BIMA, 22 Agustus 2025 || Kawah NTB – Panggung terhormat DPRD Kabupaten Bima hari ini menjadi saksi bisu sebuah regresi peradaban yang memuakkan. Di atas panggung yang semestinya menjadi arena pertarungan gagasan, Nurdin dari Fraksi PKB justru mempertontonkan sebuah deklarasi final atas kematian nalar. Tindakannya menghancurkan meja aset negara bukan sekadar amukan tak terkendali; itu adalah pengakuan terbuka atas kebangkrutan intelektualnya. Ketika argumennya lumpuh dan otaknya tak lagi mampu berfungsi, Nurdin memilih jalan paling primitif: unjuk kekuatan otot.
Tindakan barbar ini adalah noda permanen yang tak terampuni. Meja yang hancur itu hanyalah simbol. Yang sesungguhnya ia hancurkan adalah martabat institusi legislatif, kepercayaan publik yang diembannya, dan esensi dari demokrasi itu sendiri. Nurdin telah secara telanjang menunjukkan bahwa dirinya adalah sebuah anomali seorang gladiator yang tersesat di dalam forum para negarawan. Ia telah membuktikan dengan tangannya sendiri bahwa ia tidak layak, tidak pantas, dan tidak memiliki kapasitas moral maupun intelektual untuk menyandang gelar “wakil rakyat”.

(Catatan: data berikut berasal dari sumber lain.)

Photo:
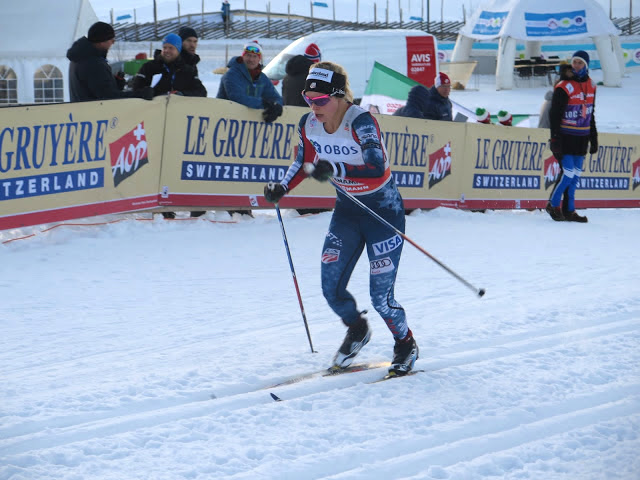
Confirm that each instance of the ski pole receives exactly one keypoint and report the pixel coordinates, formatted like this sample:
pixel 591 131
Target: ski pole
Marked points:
pixel 478 291
pixel 293 274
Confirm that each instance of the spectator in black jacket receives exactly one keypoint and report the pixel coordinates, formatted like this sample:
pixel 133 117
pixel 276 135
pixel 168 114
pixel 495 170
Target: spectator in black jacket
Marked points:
pixel 416 103
pixel 297 70
pixel 439 106
pixel 90 75
pixel 189 44
pixel 573 134
pixel 176 77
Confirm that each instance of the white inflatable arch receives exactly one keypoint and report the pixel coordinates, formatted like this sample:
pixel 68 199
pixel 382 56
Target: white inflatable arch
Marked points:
pixel 541 21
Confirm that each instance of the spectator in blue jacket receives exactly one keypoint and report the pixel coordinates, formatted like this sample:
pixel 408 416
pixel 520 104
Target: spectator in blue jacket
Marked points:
pixel 439 106
pixel 432 104
pixel 245 83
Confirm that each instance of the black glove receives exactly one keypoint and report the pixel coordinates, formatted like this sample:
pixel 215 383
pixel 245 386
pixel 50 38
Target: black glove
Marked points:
pixel 120 81
pixel 147 93
pixel 556 147
pixel 273 192
pixel 322 171
pixel 272 110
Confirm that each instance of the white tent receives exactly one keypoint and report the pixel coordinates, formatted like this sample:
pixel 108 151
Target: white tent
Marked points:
pixel 539 21
pixel 36 35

Patologi Politik: Saat Agresi Menggantikan Argumentasi
Mari kita bedah patologi ini secara terang. Perilaku Nurdin adalah manifestasi paling vulgar dari matinya nalar dalam politik. Ruang sidang paripurna adalah mimbar suci untuk diplomasi, lobi, dan perang argumen yang beradab. Namun, Nurdin mengubahnya menjadi ring tinju pribadi, sebuah tindakan yang mencerminkan kekerdilan pemikiran yang akut. Ini bukan lagi soal perbedaan pendapat, ini adalah soal ketidakmampuan fundamental untuk berpartisipasi dalam diskursus demokrasi.

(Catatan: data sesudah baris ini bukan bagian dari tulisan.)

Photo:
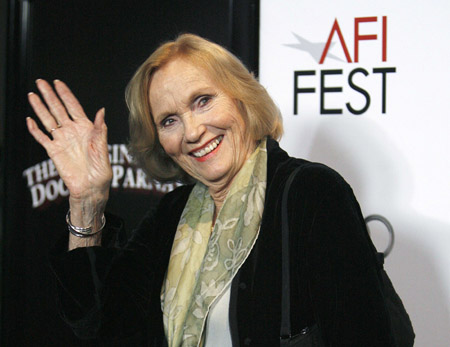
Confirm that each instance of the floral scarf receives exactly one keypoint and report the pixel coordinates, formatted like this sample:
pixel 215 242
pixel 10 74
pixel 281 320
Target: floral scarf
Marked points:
pixel 203 262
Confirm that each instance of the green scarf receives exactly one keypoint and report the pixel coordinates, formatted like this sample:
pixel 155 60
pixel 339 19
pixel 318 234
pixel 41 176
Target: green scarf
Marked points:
pixel 203 262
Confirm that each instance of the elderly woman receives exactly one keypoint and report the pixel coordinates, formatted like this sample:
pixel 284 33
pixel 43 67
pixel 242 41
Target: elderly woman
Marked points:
pixel 204 268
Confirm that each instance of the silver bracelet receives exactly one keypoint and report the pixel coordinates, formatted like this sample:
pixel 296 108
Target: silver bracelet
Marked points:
pixel 83 232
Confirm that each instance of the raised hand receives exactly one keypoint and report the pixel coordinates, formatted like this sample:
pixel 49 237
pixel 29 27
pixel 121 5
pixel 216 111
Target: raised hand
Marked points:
pixel 77 146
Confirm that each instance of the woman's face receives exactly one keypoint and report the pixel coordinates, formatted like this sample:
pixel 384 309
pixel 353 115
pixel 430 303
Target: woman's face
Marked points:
pixel 199 126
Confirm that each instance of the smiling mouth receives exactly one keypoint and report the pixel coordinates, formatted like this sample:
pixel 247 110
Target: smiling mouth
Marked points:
pixel 209 148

Ketika seorang legislator memilih kekerasan fisik sebagai jawaban atas kebuntuan dialog, ia secara otomatis telah mendelegitimasi dirinya sendiri. Ia mengkhianati kontrak sosial dengan para pemilihnya yang menitipkan aspirasi untuk diperjuangkan dengan kecerdasan, bukan dengan intimidasi fisik. Rakyat Bima tidak memilih seorang preman berjubah Safari untuk menghancurkan properti yang dibeli dari keringat mereka. Mereka memilih seorang representasi akal sehat, yang kini telah terbukti absen total dari diri Nurdin.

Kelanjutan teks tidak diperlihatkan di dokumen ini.